Here is an insight from a distant past. It is fascinating to realize that emerging astrophysical theories of the universe that seem to indicate the existence of multiple universes and whose details are rooted in abstract mathematical formalisms are essentially in agreement with the cosmology described in ancient Hindu mythological and religious texts—the Puranas. Written between 300 and 1000 A.D., the Puranas describe how the gods Brahma (the Creator) and Shiva (the Destroyer, in his role as Time) cyclically create and annihilate the universe, respectively, "implying what is explicit in the Puranic mythology of time, that periodically the universe collapses into itself to become pure potential, after which all phenomena reemerge once again as before." In a modern interpretation of the celestial "Dance of Shiva," Ananda K. Coomaraswamy explicitly describes the appearance and destruction of matter.

In their translation of classical Hindu mythology, Cornelia Dimmitt and J. A. B. van Buitenen's detailed description demonstrates that the ancient Hindus were amazingly prescient in melding cosmology into their religious ethos. The 11th-century account of the Arab scholar Alberuni provides details of the number system used by the Hindus and indicates that they were very comfortable with the notion of astronomically large numbers and infinities.

Thank you for your recent series of thoughtful and thought-provoking editorials. This feature has become the section that I look forward to reading the most in your newsmagazine.

Rama Viswanathan
Beloit, Wis.

I thought your editorial provided much food for thought, especially since Sagan had so many brilliant thoughts and was a remarkable scientific communicator. Thank you!

Sam Haywood
San Bernardino, Calif.

Kudos on the editorial "Science and Natural Theology" describing the collected Gifford Lectures of Sagan. I'm not familiar with the book "The Varieties of Scientific Experience," edited by Ann Druyan, but it will be at the top of my reading list. Quotes like "The God portrayed is too small" and "[do] not ... foist emotional predispositions ... but ... courageously accept what our explorations tell us" would seem to make this a valuable resource.
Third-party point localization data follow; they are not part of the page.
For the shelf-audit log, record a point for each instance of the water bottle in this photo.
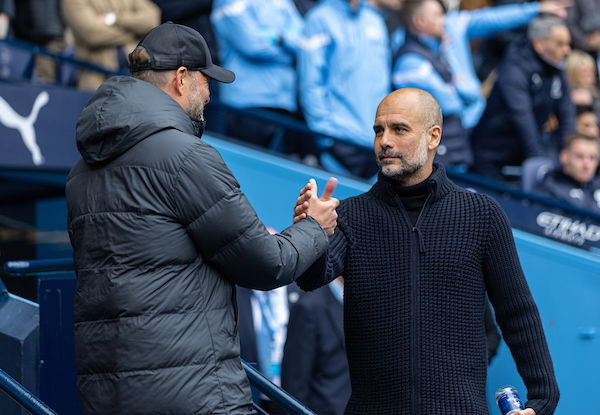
(508, 400)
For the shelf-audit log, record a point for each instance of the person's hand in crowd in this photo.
(322, 209)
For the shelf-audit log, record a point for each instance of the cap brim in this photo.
(219, 74)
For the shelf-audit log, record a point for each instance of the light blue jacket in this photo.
(463, 97)
(249, 33)
(344, 69)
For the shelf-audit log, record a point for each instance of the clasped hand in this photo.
(321, 208)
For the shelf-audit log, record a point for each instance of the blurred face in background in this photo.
(580, 160)
(429, 19)
(587, 123)
(585, 76)
(556, 47)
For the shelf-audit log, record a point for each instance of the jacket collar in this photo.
(438, 184)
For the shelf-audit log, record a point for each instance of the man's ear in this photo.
(434, 136)
(181, 79)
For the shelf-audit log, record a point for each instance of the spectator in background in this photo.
(192, 13)
(531, 86)
(106, 32)
(436, 57)
(304, 6)
(262, 326)
(578, 12)
(258, 41)
(576, 180)
(582, 74)
(390, 11)
(587, 121)
(40, 22)
(315, 367)
(344, 72)
(7, 14)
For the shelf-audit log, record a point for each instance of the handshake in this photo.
(320, 208)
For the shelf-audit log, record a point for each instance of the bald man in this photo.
(418, 254)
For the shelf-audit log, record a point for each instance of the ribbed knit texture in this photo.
(415, 297)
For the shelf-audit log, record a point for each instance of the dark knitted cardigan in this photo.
(415, 297)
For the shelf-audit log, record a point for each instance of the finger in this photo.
(305, 188)
(329, 188)
(313, 187)
(299, 217)
(298, 209)
(302, 198)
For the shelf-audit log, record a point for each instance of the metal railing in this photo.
(24, 397)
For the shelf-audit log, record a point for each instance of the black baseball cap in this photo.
(171, 46)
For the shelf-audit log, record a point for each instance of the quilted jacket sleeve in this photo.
(228, 233)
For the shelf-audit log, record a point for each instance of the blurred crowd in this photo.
(515, 80)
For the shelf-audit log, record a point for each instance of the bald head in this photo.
(407, 132)
(422, 102)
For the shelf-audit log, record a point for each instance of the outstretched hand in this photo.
(322, 209)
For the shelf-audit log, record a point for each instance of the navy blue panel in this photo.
(56, 294)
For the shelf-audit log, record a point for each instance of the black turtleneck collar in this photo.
(413, 198)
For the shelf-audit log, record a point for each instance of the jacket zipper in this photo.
(416, 249)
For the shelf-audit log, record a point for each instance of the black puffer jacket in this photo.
(161, 233)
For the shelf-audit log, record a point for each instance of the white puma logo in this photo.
(11, 119)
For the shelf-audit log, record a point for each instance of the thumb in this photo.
(329, 188)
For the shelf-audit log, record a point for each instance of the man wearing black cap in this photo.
(161, 233)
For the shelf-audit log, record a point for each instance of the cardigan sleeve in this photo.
(517, 314)
(331, 265)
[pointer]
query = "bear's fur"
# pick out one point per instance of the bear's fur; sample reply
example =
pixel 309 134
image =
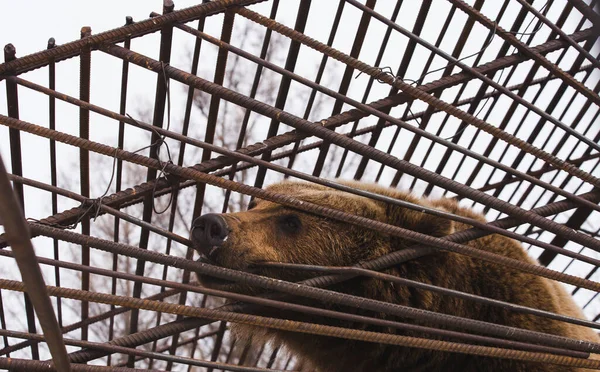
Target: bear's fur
pixel 271 232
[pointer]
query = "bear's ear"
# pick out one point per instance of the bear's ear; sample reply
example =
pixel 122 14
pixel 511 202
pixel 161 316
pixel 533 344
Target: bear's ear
pixel 419 221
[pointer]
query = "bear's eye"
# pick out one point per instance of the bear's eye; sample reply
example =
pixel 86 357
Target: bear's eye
pixel 290 223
In the same issue, the article "Science of Homeschooling" is both excellent and needed. The dearth of nonreligious-based materials is disturbing, although the several programs mentioned obviously need more publicity. Even parents who are not necessarily atheists need nonreligious-based materials. In addition, nonbiased reviews of the religious-based materials (especially the labs) are needed so that the academic achievements of those students homeschooled with these materials can be properly evaluated. Much of the creationist and intelligent design cant I've seen exhibits extensive ignorance of, or misinformation about, several topics, including thermodynamics and thermochemistry of chemical reactions.

I'm disturbed by the views of several of the contributors, both secular and religious, denying the value of labs. Even if labs are performed, misconceptions apparently abound. Unless one is merely diluting glacial acetic acid for further use, grocery-store vinegar is not a substitute for the pure or concentrated compound.